Cultural heritage restoration in Bangladesh faces a dual challenge of limited resources and scarce technical expertise. Traditional 3D digitization methods, such as photogrammetry or LiDAR scanning, require expensive hardware, expert operators, and extensive on-site access, which are often infeasible in developing contexts. As a result, many of Bangladesh's architectural treasures, from the Paharpur Buddhist Monastery to Ahsan Manzil, remain vulnerable to decay and inaccessible in digital form. This paper introduces Oitijjo-3D, a cost-free generative AI framework that democratizes 3D cultural preservation. By using publicly available Google Street View imagery, Oitijjo-3D reconstructs faithful 3D models of heritage structures through a two-stage pipeline - multimodal visual reasoning with Gemini 2.5 Flash Image for structure-texture synthesis, and neural image-to-3D generation through Hexagen for geometry recovery. The system produces photorealistic, metrically coherent reconstructions in seconds, achieving significant speedups compared to conventional Structure-from-Motion pipelines, without requiring any specialized hardware or expert supervision. Experiments on landmarks such as Ahsan Manzil, Choto Sona Mosque, and Paharpur demonstrate that Oitijjo-3D preserves both visual and structural fidelity while drastically lowering economic and technical barriers. By turning open imagery into digital heritage, this work reframes preservation as a community-driven, AI-assisted act of cultural continuity for resource-limited nations.

Paper Structure

This paper contains 4 sections, 4 figures, 2 tables.

Figures (4)

  • Figure 1: Apple Maps 3D feature showing (left) the Statue of Liberty, (center) the United States Capitol, and (right) the Brooklyn Bridge.
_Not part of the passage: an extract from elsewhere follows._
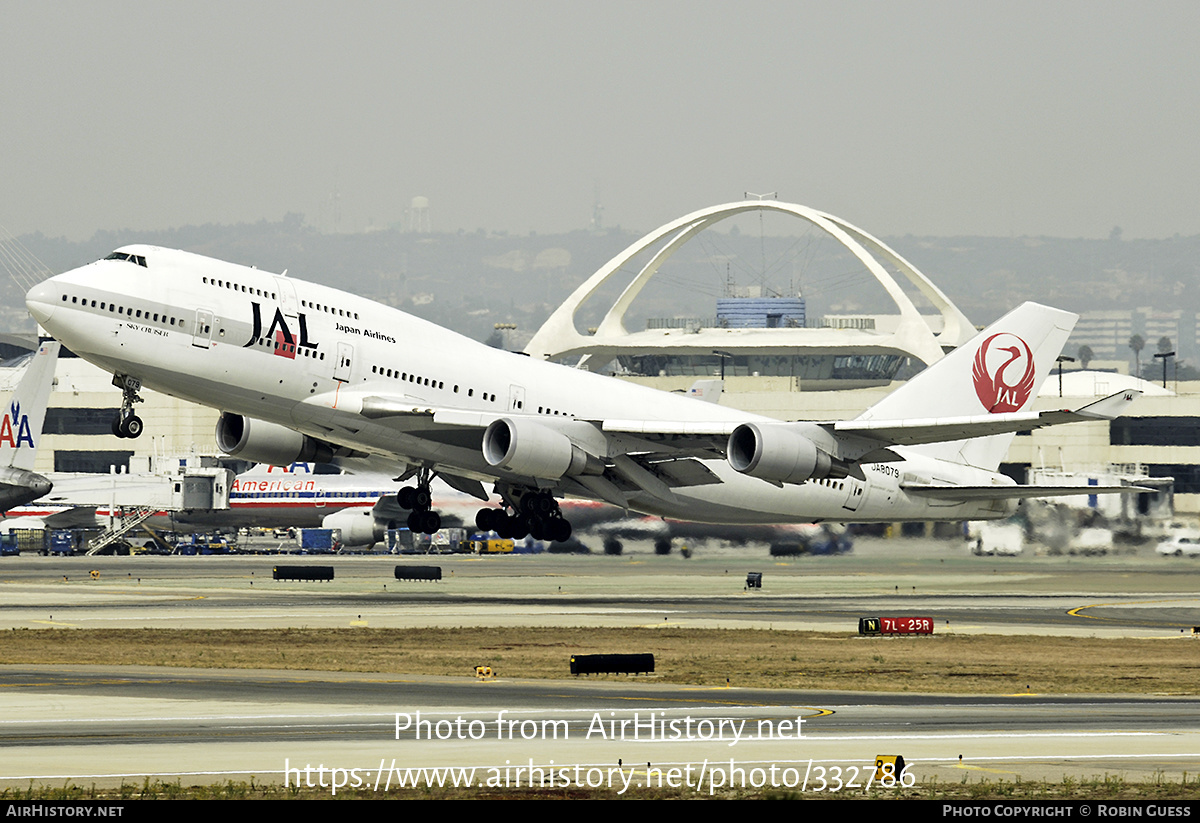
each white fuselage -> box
[27,247,1015,525]
[1,465,390,530]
Such high-fidelity 3D representations are available in the United States but remain absent in underdeveloped countries like Bangladesh.
  • Figure 2: 2D-to-3D reconstruction results. Top to bottom: Choto Sona Mosque, Shaheed Minar, Somapura Mahavihara, and Rabindra Complex. Left to right: Input Street View, Gemini-synthesized 2D isometric, and Hexagen-generated 3D mesh.
  • Figure 3: 2D-to-3D reconstruction results. Top to bottom: Natore Rajbari, Buddha Dhatu Jadi, and Durjoy Mur Bhairab. Left to right: Input Street View, Gemini-synthesized 2D isometric, and Hexagen-generated 3D mesh.
  • Figure 4: Oitijjo-3D system workflow illustrating the sequential data flow from Street View image collection to final 3D visualization. Stages 1–3 focus on data processing and 2D synthesis, while stages 4–5 handle 3D generation and web-based rendering.